# Schools in Torrox



## lorraine88 (Mar 6, 2011)

Hi

I am hoping to move to Torrox or Nerja for a year this september. My daughter is 11, can anyone tell me about schools in the area and if the teachers speak english and/or if there are other english speaking children attending school. How easy is it to rent accommodation close to the schools.
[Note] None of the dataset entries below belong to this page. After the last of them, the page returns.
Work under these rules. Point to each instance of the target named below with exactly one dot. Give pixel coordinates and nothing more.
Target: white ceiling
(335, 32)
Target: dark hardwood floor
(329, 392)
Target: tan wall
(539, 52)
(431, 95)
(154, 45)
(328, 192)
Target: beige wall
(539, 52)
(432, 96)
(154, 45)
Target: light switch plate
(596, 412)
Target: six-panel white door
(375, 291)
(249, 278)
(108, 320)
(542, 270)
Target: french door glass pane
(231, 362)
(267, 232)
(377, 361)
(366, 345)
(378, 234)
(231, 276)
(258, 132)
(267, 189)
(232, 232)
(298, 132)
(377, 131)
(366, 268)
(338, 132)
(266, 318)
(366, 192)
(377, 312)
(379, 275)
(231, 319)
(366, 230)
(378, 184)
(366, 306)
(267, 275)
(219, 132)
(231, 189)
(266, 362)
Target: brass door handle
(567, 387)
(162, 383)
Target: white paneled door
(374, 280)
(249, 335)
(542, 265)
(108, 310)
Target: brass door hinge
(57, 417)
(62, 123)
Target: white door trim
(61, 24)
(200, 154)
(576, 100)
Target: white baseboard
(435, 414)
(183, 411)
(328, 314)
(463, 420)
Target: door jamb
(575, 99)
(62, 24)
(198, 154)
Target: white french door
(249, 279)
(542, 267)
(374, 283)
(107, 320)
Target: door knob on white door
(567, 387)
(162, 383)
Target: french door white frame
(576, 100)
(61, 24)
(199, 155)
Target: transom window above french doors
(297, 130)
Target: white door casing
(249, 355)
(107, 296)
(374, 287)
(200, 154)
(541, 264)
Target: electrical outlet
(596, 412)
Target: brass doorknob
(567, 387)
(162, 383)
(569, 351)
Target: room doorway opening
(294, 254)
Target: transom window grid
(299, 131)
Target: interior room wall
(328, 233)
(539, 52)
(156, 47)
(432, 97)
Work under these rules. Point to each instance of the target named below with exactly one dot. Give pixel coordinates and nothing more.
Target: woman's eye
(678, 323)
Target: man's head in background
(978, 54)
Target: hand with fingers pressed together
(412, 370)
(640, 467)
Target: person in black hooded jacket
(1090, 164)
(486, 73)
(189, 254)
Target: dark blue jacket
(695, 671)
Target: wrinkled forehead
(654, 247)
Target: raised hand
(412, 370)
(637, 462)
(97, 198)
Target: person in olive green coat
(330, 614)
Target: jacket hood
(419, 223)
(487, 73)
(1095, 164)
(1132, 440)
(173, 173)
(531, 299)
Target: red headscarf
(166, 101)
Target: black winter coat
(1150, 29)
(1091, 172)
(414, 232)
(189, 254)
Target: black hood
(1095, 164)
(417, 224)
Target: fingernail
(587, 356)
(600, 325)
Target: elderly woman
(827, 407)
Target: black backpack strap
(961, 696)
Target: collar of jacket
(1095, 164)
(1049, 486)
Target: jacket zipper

I really would appreciate any advice.

Thanks


----------



## jojo (Sep 20, 2007)

I'm not from that area, but you can bet your life there will be english speaking kids there. The Teachers will probably be Spanish and lessons will be taught in Spanish. What they generally do is put new, non spanish speaking kids in a lower year with the view that it will take them time to learn spanish and catch up. Generally the schools dont allow english to be spoken in class and the curriculum is spanish 

That said, at 11, its not gonna be easy,. the younger the better. My daughter was 11 when she went to Spanish state school and she had a terrible time, the spanish kids didnt like the british and the british didnt like my daughter as they said she was "stuck up"????? In the end (after 15 months) we put her into an international school and she's now thriving!!! But all kids are different

As for distances from school, in my area they lay on a bus for those kids who need transport. But I dont know what its like over in Torrox. You need to ask the rental agency if you go that route

Jo xxx


----------